KANGAS: OK. Now has this recent spike up to record highs in the blue chips on Wall Street been overdone and if so, do you see a major correction or even a bear market in the offing?
HUGHES: Well, we don't enjoy that level of clairvoyance. We tend to look bottom up at individual ideas and we still are finding ideas here and there. And we are actually quite excited.
KANGAS: You don't care what the Dow does right at this stage.
HUGHES: I wouldn't say that we never care. But we are finding ideas right now. We're quite excited about our portfolio which is possibly a dangerous thing to say.
KANGAS: You are a stock picker. That's what you are. You have liked gold for some time John, any change in that?
HUGHES: No, we think every portfolio should have a position in gold. It is a hedge against an orderly decline of the dollar and an insurance policy against the decline that may be a little bit other than orderly.
KANGAS: On your last visit in September, you had a couple of recommendations for our viewers. Let's see how they have done since then. Dell, everybody hated Dell at the time as I recall. And it's moved up 16.5 percent. Not a bad call.
HUGHES: Like I said, that's when we just start getting interested. However they, there were some accounting irregularities. They had not issued their third quarter financials --
KANGAS: Are you in or out of it now?
HUGHES: We have got out of it in November. It was the halfway point between our point of value and our buy points.
KANGAS: And to be the very safe side, you like the two-year Treasury note, yield about 4.5 percent.
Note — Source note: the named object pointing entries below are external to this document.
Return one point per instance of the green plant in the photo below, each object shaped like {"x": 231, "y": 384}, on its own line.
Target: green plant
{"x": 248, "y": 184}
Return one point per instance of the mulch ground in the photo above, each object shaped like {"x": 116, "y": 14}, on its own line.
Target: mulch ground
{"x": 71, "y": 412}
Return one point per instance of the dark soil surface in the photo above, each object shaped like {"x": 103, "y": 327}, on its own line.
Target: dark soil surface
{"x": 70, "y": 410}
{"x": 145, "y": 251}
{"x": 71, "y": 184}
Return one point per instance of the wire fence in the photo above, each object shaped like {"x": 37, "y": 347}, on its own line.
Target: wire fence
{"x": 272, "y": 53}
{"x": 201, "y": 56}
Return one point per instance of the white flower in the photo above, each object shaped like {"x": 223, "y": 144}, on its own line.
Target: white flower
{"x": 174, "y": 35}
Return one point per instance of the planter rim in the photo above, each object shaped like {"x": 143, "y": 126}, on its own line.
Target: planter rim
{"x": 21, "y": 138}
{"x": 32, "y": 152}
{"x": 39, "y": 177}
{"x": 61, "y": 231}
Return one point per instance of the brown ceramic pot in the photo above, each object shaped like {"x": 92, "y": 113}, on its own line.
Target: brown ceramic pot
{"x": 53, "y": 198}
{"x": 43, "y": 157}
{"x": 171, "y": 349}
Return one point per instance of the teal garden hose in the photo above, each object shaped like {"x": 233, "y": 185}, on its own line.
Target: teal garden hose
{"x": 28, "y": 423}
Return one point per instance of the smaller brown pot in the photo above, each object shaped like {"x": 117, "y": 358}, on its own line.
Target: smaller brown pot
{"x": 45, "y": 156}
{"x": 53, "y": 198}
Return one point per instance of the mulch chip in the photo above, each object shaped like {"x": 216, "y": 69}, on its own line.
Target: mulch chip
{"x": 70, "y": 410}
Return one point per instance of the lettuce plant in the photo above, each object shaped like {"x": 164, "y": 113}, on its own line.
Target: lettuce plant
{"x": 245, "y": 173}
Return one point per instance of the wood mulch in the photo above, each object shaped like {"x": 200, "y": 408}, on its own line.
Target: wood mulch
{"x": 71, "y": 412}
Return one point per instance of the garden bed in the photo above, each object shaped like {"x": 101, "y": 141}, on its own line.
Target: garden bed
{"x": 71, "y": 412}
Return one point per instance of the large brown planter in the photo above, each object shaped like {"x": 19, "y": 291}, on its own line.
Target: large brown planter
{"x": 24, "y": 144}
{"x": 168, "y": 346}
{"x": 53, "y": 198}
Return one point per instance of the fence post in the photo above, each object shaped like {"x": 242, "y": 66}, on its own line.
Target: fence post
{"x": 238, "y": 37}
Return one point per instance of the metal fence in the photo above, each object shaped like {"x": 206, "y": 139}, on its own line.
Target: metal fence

You were in there for six months so you did all right.
HUGHES: Well, we think we --
KANGAS: You slept in the evenings.
HUGHES: It has -- it is a -- we like to say that Mr. Market is a manic-depressive. And what is expensive today may not be expensive tomorrow. It's not a bad idea to have some dry powder.
KANGAS: We just have a minute left John. Do you have any new recommendations?
HUGHES: 3M, it's our largest position. We started building positions about six months ago. It is a global technology company.
KANGAS: Coming alive it looks like.
HUGHES: It's largely been overlooked but they have a CEO in George Buckley who subscribes to EVA or economic value added. They deploy capital in an efficient manner. They have generated returns on equity of 25 to 30 percent over the last 10 years.
KANGAS: Our time is fleeting. We have time for one more choice.
HUGHES: We like Legg Mason. We happen to think Legg Mason is a quality asset management firm. They are being treated like a brokerage firm. However, they've divested themselves of their brokerage business. And they have some wonderful franchises. Legg Mason Value Trust, Batterymarch and others.
KANGAS: John, do you own these securities personally or have any other disclosure to make?
HUGHES: No other disclosures. And yes, we own everything that we recommend on the show.
KANGAS: Our time has run out, unfortunately. But thanks for being with us again.
HUGHES: Thank you very much, Paul.
KANGAS: My guest John Hughes of Quantum Capital Management.